Many have warned that governments will not tolerate the monetary system to be reformed by a bunch of cyberpunks and their magic internet money. There will be interventions. There will be regulations. There will be taxations. There will be attempts to control. But look back at recent history. Governments tried to stop and then nationalize email. They tried to end file sharing. They tried to end piracy. They tried to stop online pharmaceutical distribution. They tried to end drug use, manufacturing, and online distribution.They tried to manage and control software development through patents and antitrust. If they try to stop or even control cryptocurrency, they will not succeed. They will be once again outrun by market forces.
And here is the irony. The most direct way that governments can control Bitcoin is by intervening the conversion to and from nationalized monies. They more they intervene, the more they incentivize traders to move to and stay in the Bitcoin ecosphere. All these attempts could actually end up fueling the market. But there are other reasons even apart from this consideration that make cryptocurrency unstoppable: near-zero transaction fees, security, fraud protection, speed, privacy, and many more. Bitcoin is just a superior technology.
One hundred years ago, the development of money was taken away from market forces and put in the hands of governments. The results were war, economic instability, the robbing of savers, mass exploitation, and the explosion in the power and size of governments all over the world. Cryptocurrency holds out the prospect of not only reversing these trends but also playing a crucial role in the building of a new world of liberty.
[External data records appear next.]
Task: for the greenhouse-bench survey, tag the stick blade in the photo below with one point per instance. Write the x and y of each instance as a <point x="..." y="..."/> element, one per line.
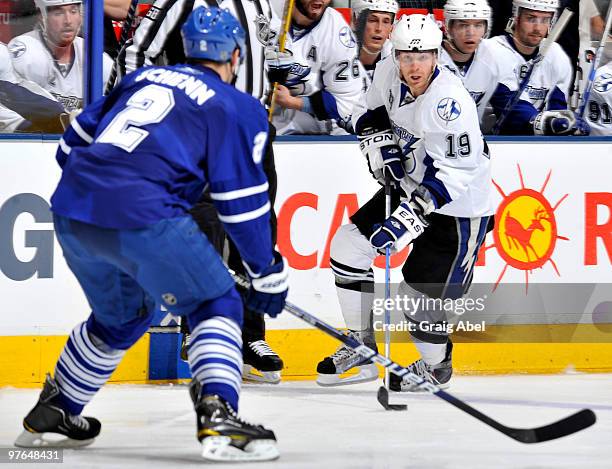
<point x="571" y="424"/>
<point x="383" y="398"/>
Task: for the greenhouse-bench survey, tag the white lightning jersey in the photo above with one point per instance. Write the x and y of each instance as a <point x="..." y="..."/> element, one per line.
<point x="9" y="120"/>
<point x="331" y="74"/>
<point x="481" y="75"/>
<point x="548" y="87"/>
<point x="599" y="107"/>
<point x="33" y="61"/>
<point x="440" y="135"/>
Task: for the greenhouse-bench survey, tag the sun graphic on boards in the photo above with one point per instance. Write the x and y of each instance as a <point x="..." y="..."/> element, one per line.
<point x="525" y="233"/>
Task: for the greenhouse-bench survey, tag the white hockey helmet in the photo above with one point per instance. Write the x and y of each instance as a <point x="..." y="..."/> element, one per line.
<point x="467" y="10"/>
<point x="538" y="5"/>
<point x="416" y="33"/>
<point x="42" y="5"/>
<point x="387" y="6"/>
<point x="551" y="6"/>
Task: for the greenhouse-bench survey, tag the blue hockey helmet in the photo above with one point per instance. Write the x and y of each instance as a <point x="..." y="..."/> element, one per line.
<point x="212" y="34"/>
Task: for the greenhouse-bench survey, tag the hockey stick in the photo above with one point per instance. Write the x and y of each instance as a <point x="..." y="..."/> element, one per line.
<point x="566" y="426"/>
<point x="125" y="31"/>
<point x="287" y="13"/>
<point x="383" y="391"/>
<point x="547" y="43"/>
<point x="595" y="64"/>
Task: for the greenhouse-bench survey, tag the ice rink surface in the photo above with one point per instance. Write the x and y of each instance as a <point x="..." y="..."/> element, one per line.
<point x="154" y="426"/>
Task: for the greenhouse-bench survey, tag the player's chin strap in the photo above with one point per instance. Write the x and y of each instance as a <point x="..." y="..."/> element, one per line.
<point x="566" y="426"/>
<point x="452" y="45"/>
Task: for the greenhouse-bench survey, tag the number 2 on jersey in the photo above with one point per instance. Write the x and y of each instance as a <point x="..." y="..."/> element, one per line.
<point x="149" y="105"/>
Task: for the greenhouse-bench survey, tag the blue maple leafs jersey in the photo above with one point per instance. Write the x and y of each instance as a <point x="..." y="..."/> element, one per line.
<point x="147" y="151"/>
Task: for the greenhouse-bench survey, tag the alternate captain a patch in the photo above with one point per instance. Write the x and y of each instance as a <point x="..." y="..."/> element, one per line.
<point x="448" y="109"/>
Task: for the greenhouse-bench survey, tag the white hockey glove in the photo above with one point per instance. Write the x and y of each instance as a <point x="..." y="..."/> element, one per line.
<point x="406" y="223"/>
<point x="282" y="68"/>
<point x="66" y="118"/>
<point x="384" y="155"/>
<point x="269" y="290"/>
<point x="560" y="122"/>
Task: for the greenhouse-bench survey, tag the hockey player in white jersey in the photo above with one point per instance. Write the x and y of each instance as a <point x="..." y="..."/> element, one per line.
<point x="599" y="107"/>
<point x="372" y="22"/>
<point x="51" y="55"/>
<point x="325" y="77"/>
<point x="420" y="125"/>
<point x="469" y="55"/>
<point x="543" y="105"/>
<point x="25" y="106"/>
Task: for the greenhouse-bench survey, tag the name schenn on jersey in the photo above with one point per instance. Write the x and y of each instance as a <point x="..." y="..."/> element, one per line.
<point x="191" y="86"/>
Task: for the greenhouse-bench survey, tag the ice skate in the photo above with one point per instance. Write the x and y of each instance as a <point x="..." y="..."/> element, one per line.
<point x="344" y="359"/>
<point x="48" y="425"/>
<point x="439" y="374"/>
<point x="261" y="363"/>
<point x="226" y="437"/>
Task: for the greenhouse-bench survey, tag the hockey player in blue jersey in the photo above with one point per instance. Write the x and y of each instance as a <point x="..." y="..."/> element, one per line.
<point x="133" y="164"/>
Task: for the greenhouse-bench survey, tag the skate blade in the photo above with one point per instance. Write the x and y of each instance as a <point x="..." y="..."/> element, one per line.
<point x="219" y="449"/>
<point x="417" y="390"/>
<point x="28" y="439"/>
<point x="253" y="375"/>
<point x="365" y="374"/>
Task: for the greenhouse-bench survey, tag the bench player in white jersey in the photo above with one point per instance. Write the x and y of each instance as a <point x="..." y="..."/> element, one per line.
<point x="326" y="77"/>
<point x="543" y="105"/>
<point x="468" y="54"/>
<point x="51" y="55"/>
<point x="25" y="106"/>
<point x="372" y="22"/>
<point x="420" y="125"/>
<point x="599" y="107"/>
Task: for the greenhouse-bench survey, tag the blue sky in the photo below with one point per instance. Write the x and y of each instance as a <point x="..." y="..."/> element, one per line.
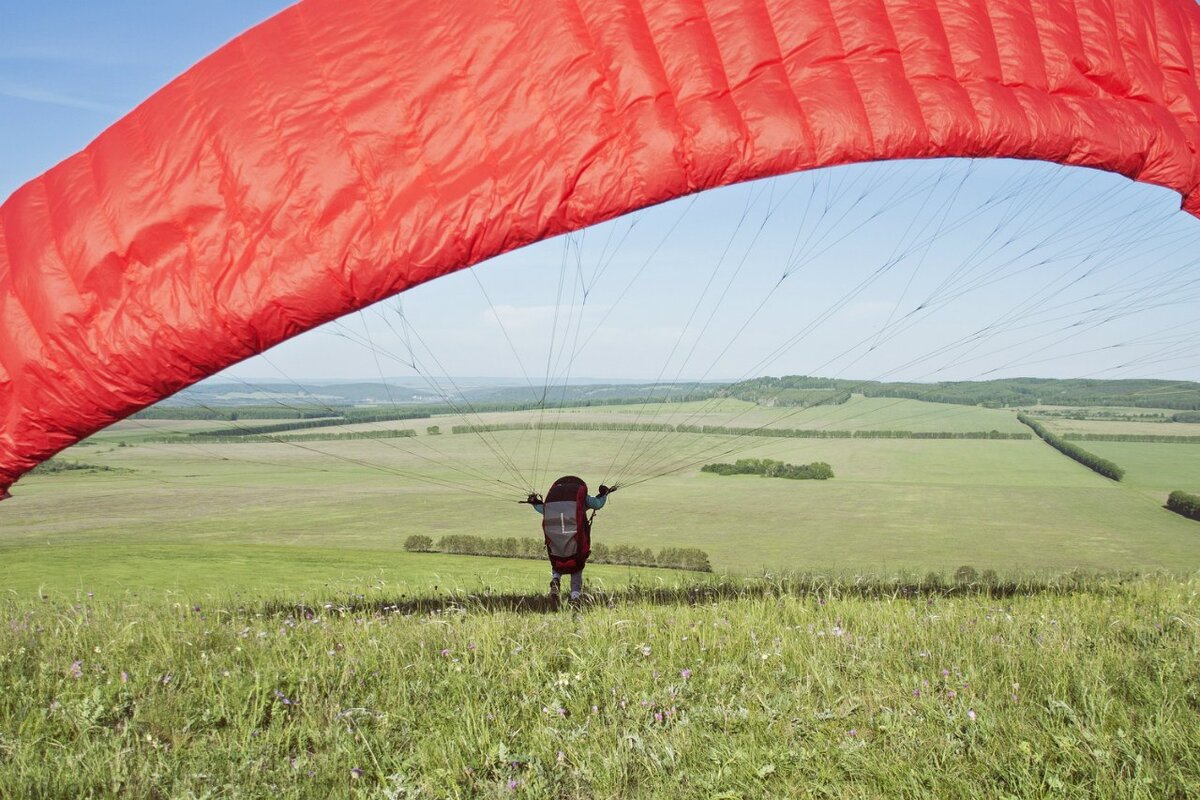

What can all of us learn from the recent history of Bitcoin? Be honest: hardly anyone thought this was possible. The markets have shown otherwise. The lesson is to be humble, to look outside the window, be willing to be surprised, defer to the results of human action, never let your theory get in the way of your understanding, and expect the market to deliver more than you ever imagined possible.
This is why the book you hold in your hands is so important. Published by the prestigious Mises Institute of Brazil, Fernando Ulrich has explained the workings and potential of Bitcoin for the future of money, national policy, and human freedom itself.